The majority of communication is under the responsibility of Marshall Islands National Telecommunications Authority.

==Publications==
Newspapers:

- The Marshall Islands Journal: tabloid
  - The Marshall Islands Journal is a dual language, once a week publication. It is the newspaper of record for the Marshall Islands.

==Telephone==

Telephones:

- main lines in use: 3,000 (1994)
- mobile cellular: 280 (1994)

Telex services:

- domestic: Majuro Atoll and Ebeye and Kwajalein islands have regular, seven-digit, direct-dial telephones; other islands interconnected by shortwave radio, telephone (used mostly for government purposes)
- international: satellite earth stations – 2 Intelsat (Pacific Ocean); US Government satellite communications system on Kwajalein

==Radio==
Radio broadcast stations: AM 3, FM 4, shortwave 0 (1998)

Stations included are:
- V7AB 1098 (State-run, by Marshalls Broadcasting Company, national coverage)
- V7AFN 1224 Kwajalein (military, NPR)
- V7EG 1170 Micronesia Heatwave (commercial) (formerly V7RR AM 1557)
- V7?? 90.7
- V7EMON 95.5
- V7AB 97.9
- V7EG 99.9 Delap, Majuro (Eagle Christian Radio)
- V7DJ 101.1 Kwajalein (military, Active Rock)
- AFN 102.1 Kwajalein (military, Hot AC)
- V7AA 104.1 - Religious
- V7WU 105.0

==Television==
Broadcast stations:
- MBC-TV
- CPN (AFN) – Central Pacific Network (Channel 1)
- CPN (AFN) – Central Pacific Network (Channel 2)

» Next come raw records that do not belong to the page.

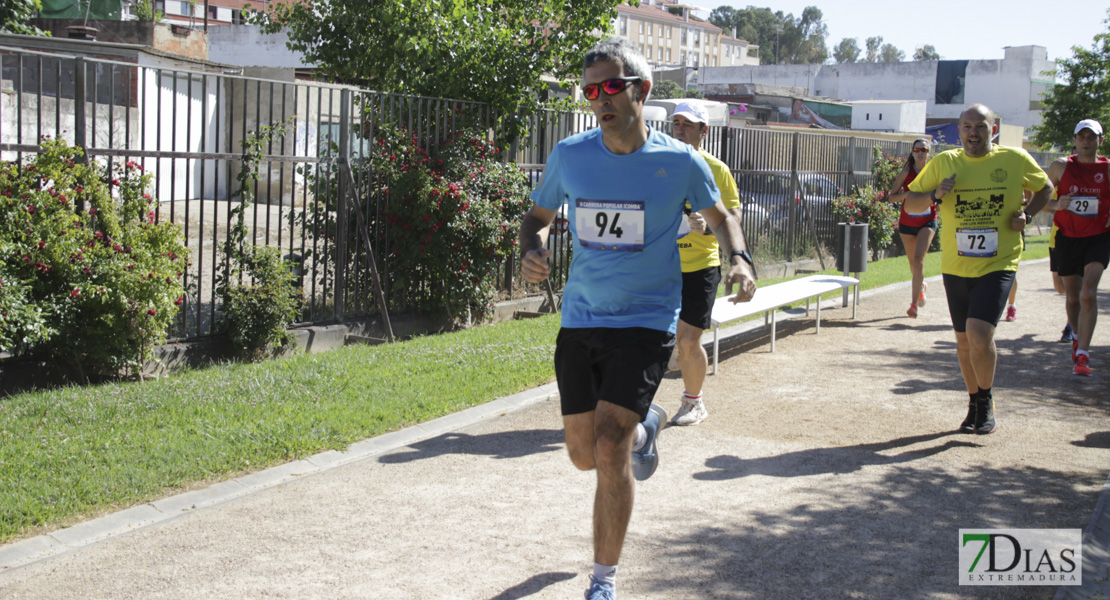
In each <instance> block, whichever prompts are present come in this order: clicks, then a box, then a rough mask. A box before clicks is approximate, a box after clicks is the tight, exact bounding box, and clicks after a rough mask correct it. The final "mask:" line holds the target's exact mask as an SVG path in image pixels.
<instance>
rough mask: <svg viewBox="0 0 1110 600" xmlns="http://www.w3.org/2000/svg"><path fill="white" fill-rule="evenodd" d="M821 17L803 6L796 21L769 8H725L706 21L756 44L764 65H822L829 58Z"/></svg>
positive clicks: (781, 13)
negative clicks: (708, 19) (803, 6)
mask: <svg viewBox="0 0 1110 600" xmlns="http://www.w3.org/2000/svg"><path fill="white" fill-rule="evenodd" d="M823 18H824V16H823V13H821V11H820V9H818V8H817V7H806V9H805V10H804V11H803V12H801V17H800V18H798V19H795V18H794V14H793V13H790V14H784V13H783V11H777V12H771V10H770V9H769V8H756V7H748V8H746V9H734V8H731V7H727V6H725V7H718V8H716V9H714V10H713V12H712V13H710V16H709V22H712V23H713V24H715V26H717V27H719V28H722V29H724V30H725V31H731V30H733V29H736V35H737V37H739V38H741V39H744V40H747V41H749V42H753V43H756V44H759V58H760V62H763V63H765V64H779V63H821V62H825V60H826V59H828V45H827V44H826V37H827V35H828V27H826V26H825V23H824V22H823Z"/></svg>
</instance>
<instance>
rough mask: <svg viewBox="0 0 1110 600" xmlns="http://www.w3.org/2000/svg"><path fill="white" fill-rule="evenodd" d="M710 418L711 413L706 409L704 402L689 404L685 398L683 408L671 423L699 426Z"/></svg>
mask: <svg viewBox="0 0 1110 600" xmlns="http://www.w3.org/2000/svg"><path fill="white" fill-rule="evenodd" d="M708 416H709V411H708V410H706V409H705V403H704V401H702V400H698V401H696V403H689V401H687V400H686V399H685V398H683V406H682V408H679V409H678V413H677V414H675V418H674V419H673V420H672V421H670V423H673V424H675V425H697V424H699V423H702V421H703V420H705V418H706V417H708Z"/></svg>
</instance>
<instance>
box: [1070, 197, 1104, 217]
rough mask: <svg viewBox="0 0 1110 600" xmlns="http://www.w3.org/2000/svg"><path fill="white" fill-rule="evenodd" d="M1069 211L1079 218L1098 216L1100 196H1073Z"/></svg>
mask: <svg viewBox="0 0 1110 600" xmlns="http://www.w3.org/2000/svg"><path fill="white" fill-rule="evenodd" d="M1068 211H1069V212H1071V213H1073V214H1077V215H1079V216H1097V215H1098V214H1099V196H1071V204H1069V205H1068Z"/></svg>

Several Honolulu local stations are available on cable (converted from ATSC to DVB-T): KHET (PBS), KHON-TV (Fox), KITV-TV (ABC), KHNL-TV (NBC) and KGMB-TV (CBS).

Televisions:
NA

==Internet==
Internet Service Providers: 1

Top level domain: The TLD of the Marshall Islands is .mh. However, its registrar has been essentially defunct, with their website not resolving.